Cis and Trans Regulatory Effects Contribute to Natural Variation in Transcriptome of Drosophila melanogaster

Abstract

The dissection of intraspecific variation in transcriptome is a central theme of many recent quantitative genomic analyses. Transcript level variation has been attributed to factors at the gene itself (cis) and elsewhere in the genome (trans). Previous analyses of Drosophila intraspecific transcriptome variation pointed toward a larger contribution of trans factors. However, data from other genera, and from interspecific comparisons within Drosophila, are more consistent with a major role for cis factors. We investigated the relative amount of cis and trans variation in Drosophila melanogaster, using whole-genome expression from an oligonucleotide microarray in the 2 extensively studied genotypes Ore and 2b3, and 6 recombinant inbred (RI) lines derived from these parents. We examined 2 types of models to decompose cis and trans contributions to genetic variation in transcript level: 1) an infinitesimal model assuming that the transcription variation is highly polygenic and due to many small effects and 2) contrast models assuming that a few large effects contribute to the transcriptional variation.

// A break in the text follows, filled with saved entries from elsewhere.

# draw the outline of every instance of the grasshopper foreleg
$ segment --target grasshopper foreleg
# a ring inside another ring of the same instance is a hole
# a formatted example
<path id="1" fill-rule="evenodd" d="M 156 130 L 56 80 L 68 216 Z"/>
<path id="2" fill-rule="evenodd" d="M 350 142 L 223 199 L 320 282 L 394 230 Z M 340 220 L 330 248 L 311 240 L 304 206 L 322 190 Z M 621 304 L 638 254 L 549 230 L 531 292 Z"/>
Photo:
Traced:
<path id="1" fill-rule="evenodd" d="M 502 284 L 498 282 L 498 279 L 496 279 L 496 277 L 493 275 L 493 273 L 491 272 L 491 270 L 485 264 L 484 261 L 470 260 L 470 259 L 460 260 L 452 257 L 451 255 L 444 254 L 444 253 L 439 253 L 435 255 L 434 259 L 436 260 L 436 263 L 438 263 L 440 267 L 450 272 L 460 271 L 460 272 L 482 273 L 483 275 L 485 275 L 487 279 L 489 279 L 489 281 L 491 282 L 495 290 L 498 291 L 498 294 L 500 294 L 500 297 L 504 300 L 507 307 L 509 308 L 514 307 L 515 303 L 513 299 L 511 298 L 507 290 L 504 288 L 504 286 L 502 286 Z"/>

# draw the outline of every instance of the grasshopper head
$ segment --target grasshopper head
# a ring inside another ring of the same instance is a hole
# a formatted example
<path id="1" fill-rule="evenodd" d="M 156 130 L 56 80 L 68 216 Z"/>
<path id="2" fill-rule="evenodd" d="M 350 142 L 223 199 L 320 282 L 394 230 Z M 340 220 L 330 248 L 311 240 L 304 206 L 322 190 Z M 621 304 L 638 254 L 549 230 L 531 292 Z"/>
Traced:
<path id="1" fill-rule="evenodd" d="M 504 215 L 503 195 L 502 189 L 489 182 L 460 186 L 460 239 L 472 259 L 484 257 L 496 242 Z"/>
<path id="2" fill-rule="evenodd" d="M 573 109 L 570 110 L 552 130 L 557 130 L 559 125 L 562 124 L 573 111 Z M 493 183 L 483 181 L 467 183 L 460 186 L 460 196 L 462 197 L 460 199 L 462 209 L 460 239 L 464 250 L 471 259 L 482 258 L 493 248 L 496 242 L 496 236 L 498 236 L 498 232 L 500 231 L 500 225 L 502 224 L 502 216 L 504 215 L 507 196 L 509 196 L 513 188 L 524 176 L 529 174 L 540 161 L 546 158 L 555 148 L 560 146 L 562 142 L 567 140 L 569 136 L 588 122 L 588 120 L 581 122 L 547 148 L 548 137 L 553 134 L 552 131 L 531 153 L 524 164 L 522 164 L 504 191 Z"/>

We explicitly fitted cis-by-trans interactions and extended our analyses to consider regulation of alternatively spliced transcripts. We estimated that approximately 10% of the transcriptome was differentially regulated among the lines. We were able to identify cis and trans effects that contribute to this differential regulation for 1,340 genes. Our analyses revealed numerous cis effects (90%) but much fewer trans effects, perhaps due to reduced power of detection for trans effects. In addition, we identified 15 genes that have alternative splice variants differentially regulated in cis.